As for hostile contributions, a research team from the University of Minnesota attempted to ship malicious patches into the Linux Kernel, which tested the boundaries of ethical academia. They were detected and rejected (with the exception of an accidentally non-malicious patch, which was merged), but the kernel maintainers’ person-hours expended to identify and correct the contributions were non-trivial.

This highlights another great dichotomy in Open Source: the good faith and positive intent shown by maintainers, in the light of the cost of their time.
In an effort to balance this equation, the Alpha Omega project was launched in February to distribute funds and support to maintainers of critical Open Source Software, with an ambition to secure 10,000 open source projects with automation and scanning, and an initial core focus on Node.js’s vulnerability and dependency management, release process, and security patching and releasing.

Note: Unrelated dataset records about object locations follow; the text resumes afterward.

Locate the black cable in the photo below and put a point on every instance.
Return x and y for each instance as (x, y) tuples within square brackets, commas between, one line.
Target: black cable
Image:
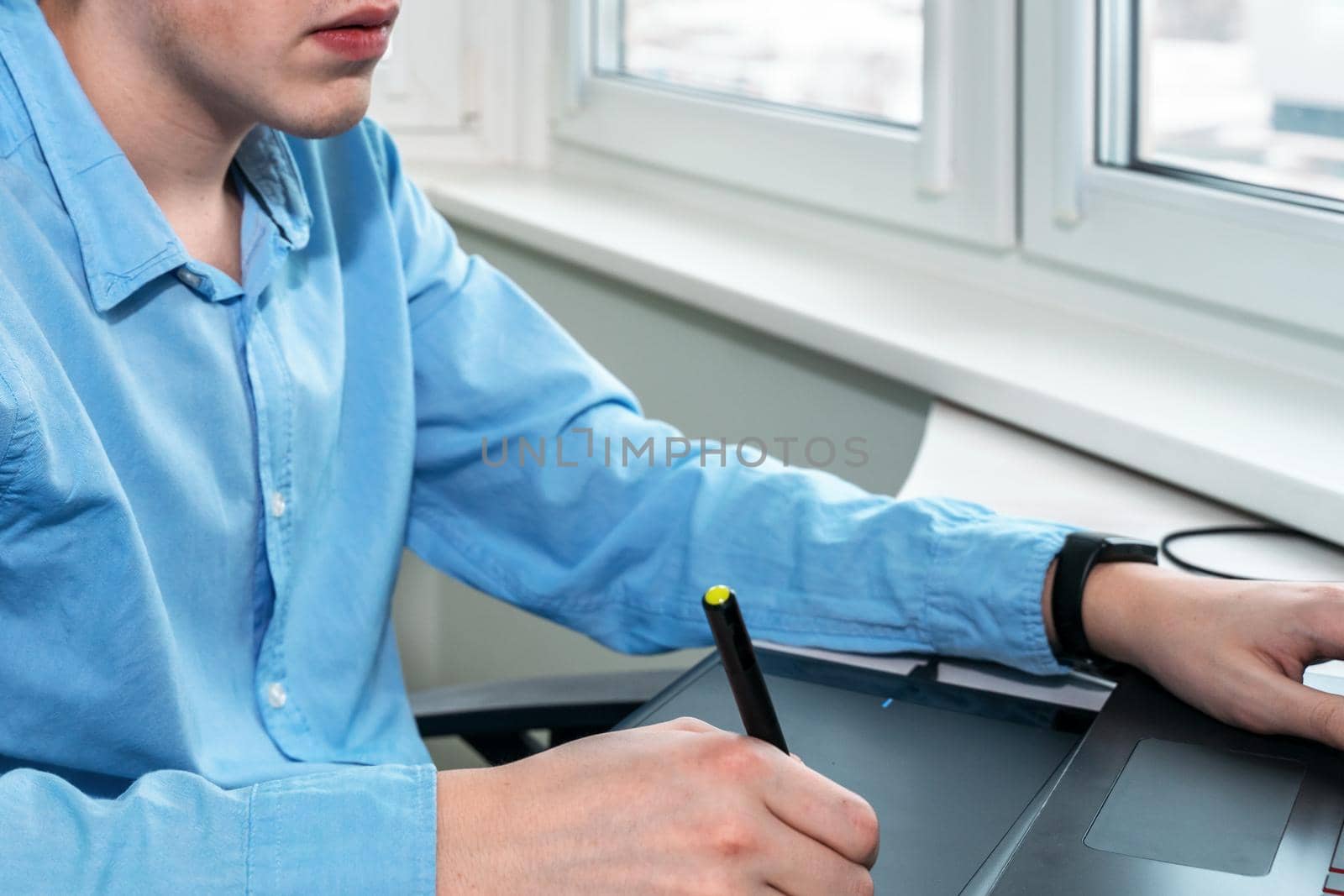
[(1171, 537)]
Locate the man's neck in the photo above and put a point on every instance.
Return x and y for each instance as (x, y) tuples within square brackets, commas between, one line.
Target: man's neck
[(181, 148)]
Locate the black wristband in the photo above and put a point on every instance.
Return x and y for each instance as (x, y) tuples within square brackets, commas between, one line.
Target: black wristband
[(1073, 564)]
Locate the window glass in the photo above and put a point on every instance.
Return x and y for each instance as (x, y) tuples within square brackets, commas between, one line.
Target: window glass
[(1245, 90), (859, 58)]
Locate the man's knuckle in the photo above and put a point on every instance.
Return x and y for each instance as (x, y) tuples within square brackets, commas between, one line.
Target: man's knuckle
[(1324, 716), (732, 839), (864, 822), (738, 759)]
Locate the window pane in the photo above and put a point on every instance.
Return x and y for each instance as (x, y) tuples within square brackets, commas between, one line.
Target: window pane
[(860, 58), (1249, 90)]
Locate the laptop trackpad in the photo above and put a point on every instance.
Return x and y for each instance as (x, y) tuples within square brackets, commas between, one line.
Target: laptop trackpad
[(1200, 806)]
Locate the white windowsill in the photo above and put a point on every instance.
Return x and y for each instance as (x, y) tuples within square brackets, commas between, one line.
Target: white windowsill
[(1263, 437)]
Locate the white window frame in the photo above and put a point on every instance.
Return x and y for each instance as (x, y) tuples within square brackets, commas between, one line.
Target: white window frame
[(1260, 257), (953, 176)]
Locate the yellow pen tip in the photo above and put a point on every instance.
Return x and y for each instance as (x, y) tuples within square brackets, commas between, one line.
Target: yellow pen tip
[(718, 594)]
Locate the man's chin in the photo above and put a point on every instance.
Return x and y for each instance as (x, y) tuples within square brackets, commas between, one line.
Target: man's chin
[(324, 117)]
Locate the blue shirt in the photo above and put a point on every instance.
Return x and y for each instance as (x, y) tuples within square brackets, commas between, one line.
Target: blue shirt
[(206, 488)]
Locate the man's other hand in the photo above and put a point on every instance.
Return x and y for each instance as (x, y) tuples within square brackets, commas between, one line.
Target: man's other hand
[(1234, 649), (676, 808)]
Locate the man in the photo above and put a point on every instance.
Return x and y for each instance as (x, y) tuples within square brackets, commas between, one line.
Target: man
[(242, 363)]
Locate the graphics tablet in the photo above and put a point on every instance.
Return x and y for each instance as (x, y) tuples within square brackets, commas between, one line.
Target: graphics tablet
[(949, 770)]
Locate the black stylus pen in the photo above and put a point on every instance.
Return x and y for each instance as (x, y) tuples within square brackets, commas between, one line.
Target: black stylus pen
[(734, 644)]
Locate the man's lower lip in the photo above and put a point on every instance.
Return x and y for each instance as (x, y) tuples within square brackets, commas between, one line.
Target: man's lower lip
[(355, 43)]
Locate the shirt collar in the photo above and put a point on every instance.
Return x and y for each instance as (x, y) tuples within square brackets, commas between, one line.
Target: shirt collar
[(124, 238)]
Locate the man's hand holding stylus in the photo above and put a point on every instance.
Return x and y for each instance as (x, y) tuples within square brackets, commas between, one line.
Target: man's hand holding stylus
[(676, 808)]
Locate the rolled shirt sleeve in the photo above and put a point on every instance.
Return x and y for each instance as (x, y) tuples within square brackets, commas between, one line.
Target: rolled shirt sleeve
[(539, 479)]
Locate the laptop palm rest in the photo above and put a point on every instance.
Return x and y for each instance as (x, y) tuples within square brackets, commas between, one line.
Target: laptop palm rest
[(1200, 806)]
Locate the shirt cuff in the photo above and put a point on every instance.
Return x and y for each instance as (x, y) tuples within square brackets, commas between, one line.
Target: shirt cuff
[(984, 590), (367, 829)]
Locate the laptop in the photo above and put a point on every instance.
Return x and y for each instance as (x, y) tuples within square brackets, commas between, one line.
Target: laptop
[(1162, 799), (988, 794)]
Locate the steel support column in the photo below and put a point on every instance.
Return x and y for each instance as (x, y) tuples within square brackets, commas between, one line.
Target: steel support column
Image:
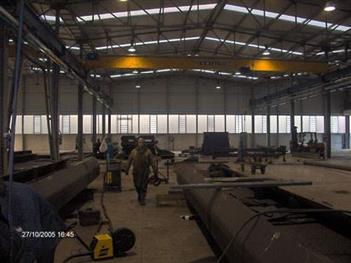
[(268, 121), (197, 111), (327, 123), (253, 136), (277, 135), (347, 132), (292, 117), (23, 111), (80, 114), (80, 121), (54, 97), (93, 137), (103, 120), (54, 103), (4, 88), (109, 122)]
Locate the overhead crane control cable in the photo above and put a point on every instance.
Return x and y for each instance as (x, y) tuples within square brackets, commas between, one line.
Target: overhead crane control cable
[(12, 128), (291, 211)]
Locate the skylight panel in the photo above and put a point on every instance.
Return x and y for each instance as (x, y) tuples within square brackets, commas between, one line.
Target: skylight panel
[(152, 11), (236, 8), (254, 46), (262, 13), (284, 17), (288, 18), (50, 18), (152, 42)]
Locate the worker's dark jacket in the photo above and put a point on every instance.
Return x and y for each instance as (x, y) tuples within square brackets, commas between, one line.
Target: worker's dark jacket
[(142, 159), (34, 214)]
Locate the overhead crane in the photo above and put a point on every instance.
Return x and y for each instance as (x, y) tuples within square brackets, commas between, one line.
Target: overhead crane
[(205, 63)]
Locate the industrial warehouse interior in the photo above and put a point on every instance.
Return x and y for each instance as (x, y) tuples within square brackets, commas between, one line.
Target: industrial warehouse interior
[(200, 131)]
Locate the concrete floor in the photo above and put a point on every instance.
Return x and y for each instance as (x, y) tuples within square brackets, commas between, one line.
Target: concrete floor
[(161, 235)]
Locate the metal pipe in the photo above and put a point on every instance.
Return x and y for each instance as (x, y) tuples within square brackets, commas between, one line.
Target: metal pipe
[(328, 165)]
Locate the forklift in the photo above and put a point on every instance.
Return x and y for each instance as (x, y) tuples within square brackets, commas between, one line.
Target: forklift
[(305, 144)]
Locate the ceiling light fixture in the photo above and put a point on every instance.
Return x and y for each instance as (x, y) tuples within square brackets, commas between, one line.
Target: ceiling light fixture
[(131, 49), (329, 6), (266, 52)]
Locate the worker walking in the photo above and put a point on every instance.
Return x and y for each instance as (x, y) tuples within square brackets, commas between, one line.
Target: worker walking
[(141, 158)]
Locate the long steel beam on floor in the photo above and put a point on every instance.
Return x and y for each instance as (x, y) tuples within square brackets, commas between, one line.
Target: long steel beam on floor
[(207, 63), (266, 184)]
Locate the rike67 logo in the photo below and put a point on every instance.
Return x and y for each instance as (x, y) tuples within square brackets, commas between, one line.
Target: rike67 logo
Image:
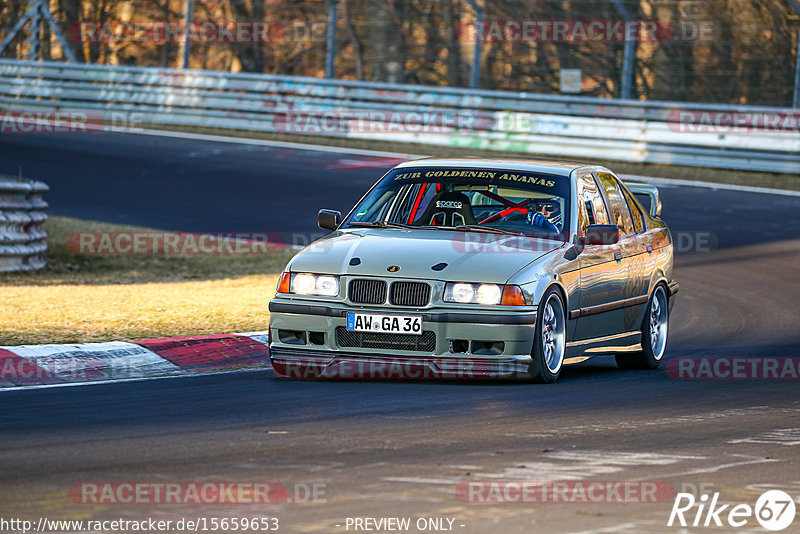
[(774, 510)]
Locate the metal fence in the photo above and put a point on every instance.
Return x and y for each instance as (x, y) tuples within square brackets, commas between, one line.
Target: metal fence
[(22, 214), (120, 98)]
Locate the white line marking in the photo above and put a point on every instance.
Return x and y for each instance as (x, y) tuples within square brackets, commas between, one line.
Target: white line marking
[(364, 152)]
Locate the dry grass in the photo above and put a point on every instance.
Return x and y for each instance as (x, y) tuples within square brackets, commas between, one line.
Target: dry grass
[(101, 298)]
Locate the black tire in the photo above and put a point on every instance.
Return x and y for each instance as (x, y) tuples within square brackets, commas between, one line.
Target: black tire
[(548, 360), (653, 347)]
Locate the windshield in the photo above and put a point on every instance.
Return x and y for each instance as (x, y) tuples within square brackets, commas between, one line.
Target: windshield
[(531, 204)]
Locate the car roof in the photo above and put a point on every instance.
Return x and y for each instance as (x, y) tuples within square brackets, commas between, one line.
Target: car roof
[(562, 168)]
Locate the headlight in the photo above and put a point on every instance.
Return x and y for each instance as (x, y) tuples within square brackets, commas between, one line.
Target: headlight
[(313, 284), (486, 294)]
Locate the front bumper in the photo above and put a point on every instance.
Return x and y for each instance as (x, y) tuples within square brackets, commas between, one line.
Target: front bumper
[(325, 358)]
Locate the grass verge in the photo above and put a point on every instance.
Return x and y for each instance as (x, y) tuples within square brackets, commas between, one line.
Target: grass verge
[(80, 298)]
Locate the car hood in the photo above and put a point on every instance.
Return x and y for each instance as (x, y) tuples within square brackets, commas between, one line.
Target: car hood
[(470, 256)]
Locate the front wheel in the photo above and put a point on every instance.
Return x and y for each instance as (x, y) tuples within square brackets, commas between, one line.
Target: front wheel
[(655, 327), (550, 340)]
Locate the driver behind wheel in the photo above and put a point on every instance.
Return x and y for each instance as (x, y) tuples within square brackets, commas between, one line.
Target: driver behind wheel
[(541, 216)]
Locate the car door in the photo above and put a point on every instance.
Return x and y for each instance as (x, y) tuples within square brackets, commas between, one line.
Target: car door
[(604, 276), (635, 255)]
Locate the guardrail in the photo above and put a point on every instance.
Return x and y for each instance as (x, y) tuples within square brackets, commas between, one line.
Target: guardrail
[(22, 213), (576, 127)]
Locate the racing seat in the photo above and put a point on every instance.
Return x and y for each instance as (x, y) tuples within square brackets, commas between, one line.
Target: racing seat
[(448, 208)]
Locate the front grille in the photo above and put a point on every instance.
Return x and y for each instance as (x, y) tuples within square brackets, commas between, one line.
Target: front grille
[(364, 291), (426, 342), (410, 294)]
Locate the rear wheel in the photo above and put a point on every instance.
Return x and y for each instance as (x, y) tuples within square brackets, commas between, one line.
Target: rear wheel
[(550, 341), (655, 327)]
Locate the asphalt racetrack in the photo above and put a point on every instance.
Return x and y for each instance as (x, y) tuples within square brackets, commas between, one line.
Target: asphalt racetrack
[(400, 449)]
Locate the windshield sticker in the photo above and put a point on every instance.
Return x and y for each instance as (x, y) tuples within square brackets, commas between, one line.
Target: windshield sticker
[(490, 175)]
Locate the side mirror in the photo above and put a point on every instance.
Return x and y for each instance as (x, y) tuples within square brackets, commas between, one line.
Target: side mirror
[(601, 234), (329, 219)]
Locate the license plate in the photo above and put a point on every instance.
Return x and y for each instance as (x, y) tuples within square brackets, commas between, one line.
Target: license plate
[(395, 324)]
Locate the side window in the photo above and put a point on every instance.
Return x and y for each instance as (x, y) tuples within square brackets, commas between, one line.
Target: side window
[(592, 210), (638, 220), (620, 212)]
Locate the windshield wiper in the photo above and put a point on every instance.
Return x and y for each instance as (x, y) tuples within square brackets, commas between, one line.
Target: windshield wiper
[(379, 224), (487, 229)]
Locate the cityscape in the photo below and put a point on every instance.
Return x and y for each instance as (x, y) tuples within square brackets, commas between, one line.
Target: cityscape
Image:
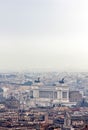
[(43, 101), (43, 64)]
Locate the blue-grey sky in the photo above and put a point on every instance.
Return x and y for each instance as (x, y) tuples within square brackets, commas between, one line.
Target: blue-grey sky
[(44, 35)]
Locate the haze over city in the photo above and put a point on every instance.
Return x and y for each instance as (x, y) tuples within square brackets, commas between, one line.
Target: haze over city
[(44, 35)]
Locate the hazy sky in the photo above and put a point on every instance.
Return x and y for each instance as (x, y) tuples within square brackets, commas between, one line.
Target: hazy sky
[(44, 35)]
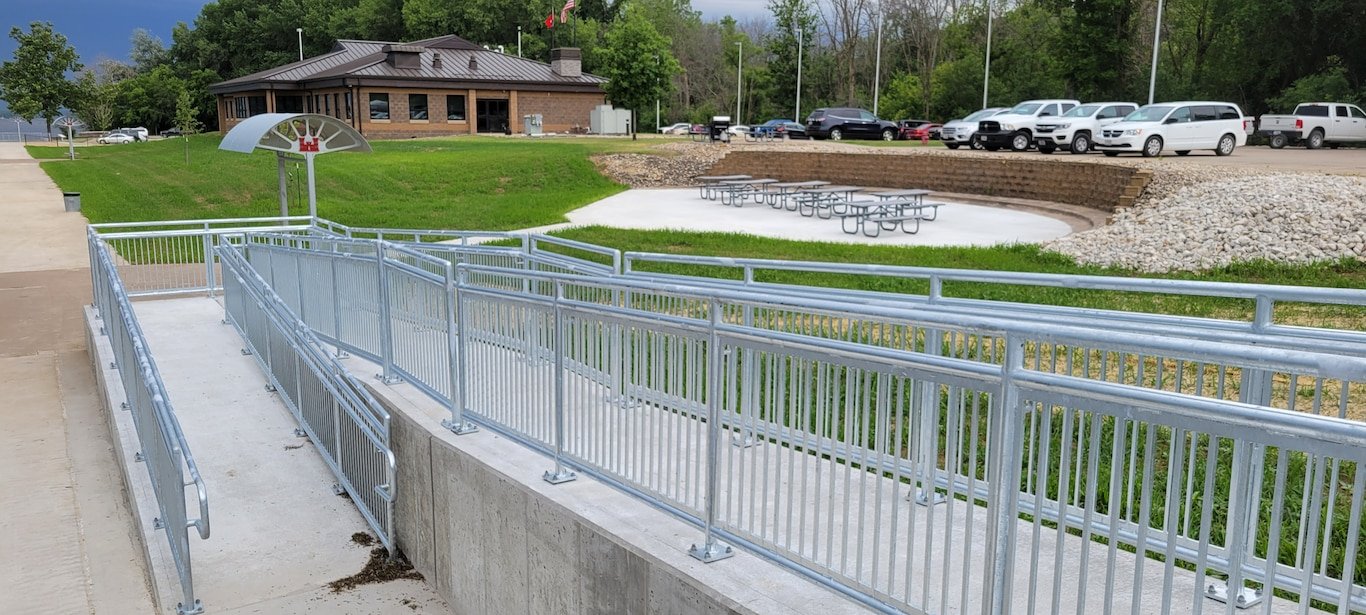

Funding is imperative for these Open Source maintainers, who are often asymmetrically imbalanced against the large organisations that consume their projects, and unable to cope with security disclosure and management requirements those consumers may require. The OpenSSF is also looking to address this by offering a Security Incident Response Team (SIRT) of last resort, providing management for open source projects that have neither the funding, time, nor inclination to handle vulnerabilities disclosed to them. The void between widely-adopted but unfunded open source projects and their consumers is being closed by these efforts, as maintainers are being proactively assisted with patches, scanning, and management of vulnerability.

And funding is coming not just directly from consumers but also from the OpenSSF and its sponsors. The Open Source Summit, North America, brought together supply chain practitioners across the community at the OpenSSF Day to discuss SBOMs, securing critical software projects, and curated open source. The summit also included SupplyChainSecurityCon, focused on the implementation of supply chain fixes and emerging
tools in the space.

Looking forward, September’s European-based Open Source Summit in Dublin also hosts another OpenSSF day, as well as a Supply Chain Security Con. It will be followed on September 20 by an OpenUK event in London, to bring the relevant practitioners together to address government and industry.

Following these solution-focused events, the OpenUK Summer of Open Source Software Security brings our own friends and colleagues across OpenUK, OpenSSF, and US Government to support UK Government on their response to the open source and supply chain security issues of the past year. With a series of presentations and open discussion, we look to build on our existing collaborations and assist the government and policymakers with the complex issues of open source legislation: if we can convince the UK to sponsor security fixes and maintainers of open source projects we will have achieved a significant milestone for the industry in the UK.

Finally, we look forward to February 2023, when the OpenUK conference in London hosts Security and Government work streams. We have a busy year ahead, and with the existing kind collaboration fostered between businesses and governments across Europe and the Atlantic the future for the challenges of Open Source Security has never looked brighter.